= Boiler insurance =

Insurance covering boilers

Boiler insurance (Boiler cover) is a type of insurance that covers repairs and in some instances, the replacement of a home or company boiler. In the United Kingdom, it can also cover other parts of the central heating system as well as plumbing and electrics. Sometimes boiler insurance is bundled together with inspection services according to standards such as the ASME Boiler and Pressure Vessel Code in the United States. In other jurisdictions, boiler inspection may be performed by a government agency such as the Office of The Chief Inspector of Boilers in Bangladesh or a separate inspection company such as TÜV in Germany or Austria.

==Types of boiler coverage==
In the United Kingdom, more than 22 million households rely on a boiler for their heating and hot water. But boilers are not usually covered by standard home insurance and can be very costly to repair or replace. An owner of a building may purchase boiler insurance. Coverage is negotiated between the insurance carrier and may include the boiler only, the piping system, or the full heating system. Some insurance carriers also offer annual service packages.

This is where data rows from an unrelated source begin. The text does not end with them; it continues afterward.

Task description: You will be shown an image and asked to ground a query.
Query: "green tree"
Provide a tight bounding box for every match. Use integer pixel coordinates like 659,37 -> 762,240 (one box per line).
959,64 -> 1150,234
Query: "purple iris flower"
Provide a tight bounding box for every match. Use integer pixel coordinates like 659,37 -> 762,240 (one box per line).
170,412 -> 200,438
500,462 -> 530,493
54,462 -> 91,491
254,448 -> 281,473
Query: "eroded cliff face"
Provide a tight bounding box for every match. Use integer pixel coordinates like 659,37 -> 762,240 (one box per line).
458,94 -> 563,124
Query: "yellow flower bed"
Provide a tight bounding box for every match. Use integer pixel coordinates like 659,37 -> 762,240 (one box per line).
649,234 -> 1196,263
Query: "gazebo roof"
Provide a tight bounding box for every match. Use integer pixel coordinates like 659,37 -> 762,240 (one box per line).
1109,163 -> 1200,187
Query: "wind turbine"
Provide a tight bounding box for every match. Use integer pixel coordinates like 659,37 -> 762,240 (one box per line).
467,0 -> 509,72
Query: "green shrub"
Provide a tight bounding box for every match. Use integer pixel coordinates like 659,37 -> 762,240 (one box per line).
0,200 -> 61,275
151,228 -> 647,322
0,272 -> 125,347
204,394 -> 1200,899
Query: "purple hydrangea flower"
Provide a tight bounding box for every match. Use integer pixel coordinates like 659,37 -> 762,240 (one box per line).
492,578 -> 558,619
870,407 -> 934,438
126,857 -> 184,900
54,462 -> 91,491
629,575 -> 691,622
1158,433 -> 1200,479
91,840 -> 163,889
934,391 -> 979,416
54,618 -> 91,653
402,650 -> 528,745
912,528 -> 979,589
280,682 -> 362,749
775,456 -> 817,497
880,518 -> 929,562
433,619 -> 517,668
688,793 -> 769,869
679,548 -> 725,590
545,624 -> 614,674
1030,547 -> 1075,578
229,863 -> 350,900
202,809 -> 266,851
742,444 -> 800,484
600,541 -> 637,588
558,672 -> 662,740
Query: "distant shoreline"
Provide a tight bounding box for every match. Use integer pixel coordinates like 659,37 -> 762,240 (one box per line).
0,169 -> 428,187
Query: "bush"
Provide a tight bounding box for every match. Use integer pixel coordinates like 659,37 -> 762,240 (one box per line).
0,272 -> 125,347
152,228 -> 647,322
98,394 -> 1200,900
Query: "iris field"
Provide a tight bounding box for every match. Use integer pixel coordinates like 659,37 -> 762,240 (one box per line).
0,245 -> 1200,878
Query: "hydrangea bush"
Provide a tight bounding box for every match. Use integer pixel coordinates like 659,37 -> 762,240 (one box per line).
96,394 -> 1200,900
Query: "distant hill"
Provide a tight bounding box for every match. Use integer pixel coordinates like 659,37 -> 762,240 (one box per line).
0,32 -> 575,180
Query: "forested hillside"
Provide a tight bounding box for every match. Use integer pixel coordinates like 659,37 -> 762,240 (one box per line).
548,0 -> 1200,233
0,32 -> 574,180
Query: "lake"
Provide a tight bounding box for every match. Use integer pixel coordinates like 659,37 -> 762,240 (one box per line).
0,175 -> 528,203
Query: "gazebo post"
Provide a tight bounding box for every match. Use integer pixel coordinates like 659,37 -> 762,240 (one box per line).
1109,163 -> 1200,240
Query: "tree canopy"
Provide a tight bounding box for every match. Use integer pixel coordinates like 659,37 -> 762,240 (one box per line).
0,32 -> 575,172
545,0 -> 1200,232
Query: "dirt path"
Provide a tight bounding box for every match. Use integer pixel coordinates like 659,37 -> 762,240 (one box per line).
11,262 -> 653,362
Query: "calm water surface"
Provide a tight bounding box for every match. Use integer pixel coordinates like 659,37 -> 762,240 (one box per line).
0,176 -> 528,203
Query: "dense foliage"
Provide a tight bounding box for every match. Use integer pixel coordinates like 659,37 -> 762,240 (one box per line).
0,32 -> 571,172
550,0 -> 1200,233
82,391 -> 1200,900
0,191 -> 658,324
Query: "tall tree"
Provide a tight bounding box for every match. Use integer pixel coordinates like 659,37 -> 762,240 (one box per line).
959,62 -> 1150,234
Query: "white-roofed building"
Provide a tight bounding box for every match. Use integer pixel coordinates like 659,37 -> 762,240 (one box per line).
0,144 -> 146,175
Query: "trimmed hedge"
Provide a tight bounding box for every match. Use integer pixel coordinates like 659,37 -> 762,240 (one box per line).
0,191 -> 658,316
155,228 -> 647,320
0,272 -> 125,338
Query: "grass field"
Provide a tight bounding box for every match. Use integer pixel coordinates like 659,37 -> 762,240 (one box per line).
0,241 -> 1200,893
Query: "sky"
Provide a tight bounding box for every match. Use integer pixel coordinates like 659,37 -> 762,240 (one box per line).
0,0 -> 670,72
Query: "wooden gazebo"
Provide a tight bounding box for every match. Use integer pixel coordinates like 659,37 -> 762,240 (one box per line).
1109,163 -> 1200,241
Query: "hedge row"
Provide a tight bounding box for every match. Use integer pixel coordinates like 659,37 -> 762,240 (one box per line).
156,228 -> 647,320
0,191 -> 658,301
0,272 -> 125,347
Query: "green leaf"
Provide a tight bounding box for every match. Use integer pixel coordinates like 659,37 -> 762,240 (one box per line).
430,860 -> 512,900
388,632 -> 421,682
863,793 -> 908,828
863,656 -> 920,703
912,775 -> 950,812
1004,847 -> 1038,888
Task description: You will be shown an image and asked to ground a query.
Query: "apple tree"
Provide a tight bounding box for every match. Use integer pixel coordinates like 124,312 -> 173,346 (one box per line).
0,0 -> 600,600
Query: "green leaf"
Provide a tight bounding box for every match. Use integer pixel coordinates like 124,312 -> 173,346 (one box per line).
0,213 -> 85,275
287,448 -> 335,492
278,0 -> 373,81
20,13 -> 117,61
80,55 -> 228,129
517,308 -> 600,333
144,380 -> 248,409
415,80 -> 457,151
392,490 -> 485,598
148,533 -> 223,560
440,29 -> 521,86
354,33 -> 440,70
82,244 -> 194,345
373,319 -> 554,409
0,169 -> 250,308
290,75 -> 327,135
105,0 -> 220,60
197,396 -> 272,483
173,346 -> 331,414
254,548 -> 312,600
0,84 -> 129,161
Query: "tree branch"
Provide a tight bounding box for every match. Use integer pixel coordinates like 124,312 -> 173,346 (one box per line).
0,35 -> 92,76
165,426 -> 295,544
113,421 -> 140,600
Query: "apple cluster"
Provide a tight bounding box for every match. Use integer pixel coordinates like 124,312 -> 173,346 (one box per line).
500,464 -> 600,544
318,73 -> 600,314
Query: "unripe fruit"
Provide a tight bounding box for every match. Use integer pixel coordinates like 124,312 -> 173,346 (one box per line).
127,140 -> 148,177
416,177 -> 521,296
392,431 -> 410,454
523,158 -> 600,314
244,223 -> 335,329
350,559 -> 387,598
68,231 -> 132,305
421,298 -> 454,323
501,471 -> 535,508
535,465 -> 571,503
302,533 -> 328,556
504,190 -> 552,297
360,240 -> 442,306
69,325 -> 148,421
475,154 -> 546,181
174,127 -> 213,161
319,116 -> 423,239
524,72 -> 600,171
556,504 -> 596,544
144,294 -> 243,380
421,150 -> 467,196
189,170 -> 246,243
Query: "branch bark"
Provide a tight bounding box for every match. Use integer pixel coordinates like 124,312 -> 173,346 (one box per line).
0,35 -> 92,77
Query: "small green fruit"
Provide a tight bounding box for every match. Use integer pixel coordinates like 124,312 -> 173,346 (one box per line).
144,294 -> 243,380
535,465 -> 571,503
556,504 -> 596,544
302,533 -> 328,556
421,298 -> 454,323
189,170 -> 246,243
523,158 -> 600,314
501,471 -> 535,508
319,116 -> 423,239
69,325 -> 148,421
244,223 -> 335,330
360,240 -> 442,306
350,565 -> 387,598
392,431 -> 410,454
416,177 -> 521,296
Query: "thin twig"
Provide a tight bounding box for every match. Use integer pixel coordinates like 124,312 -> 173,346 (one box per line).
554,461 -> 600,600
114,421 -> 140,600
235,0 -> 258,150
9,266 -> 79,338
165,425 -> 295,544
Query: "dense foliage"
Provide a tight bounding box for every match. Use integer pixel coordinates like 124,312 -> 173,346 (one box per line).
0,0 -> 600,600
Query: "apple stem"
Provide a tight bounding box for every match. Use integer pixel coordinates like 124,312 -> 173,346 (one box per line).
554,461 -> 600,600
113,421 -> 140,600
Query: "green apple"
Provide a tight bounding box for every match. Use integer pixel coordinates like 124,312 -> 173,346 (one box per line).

The most costly coverage will include the full central heating system. Insurance is generally offered by gas and electric energy providers, although other companies also provide cover. Policies have various restrictions on the time of work and cost of repairs. Old equipment may not be insurable.

Boiler cover however is not the same as boiler insurance. Boiler cover is much more limited and has very strict guidelines on the amounts paid out towards repairs and new boilers. Insurance is regulated, whereas boiler cover is not. Boiler cover is generally cheaper and will cover most issues that arise with most boilers.

== Boilers in steam locomotives ==
Regular inspection of the boiler in a steam locomotive is required by many countries and other jurisdictions.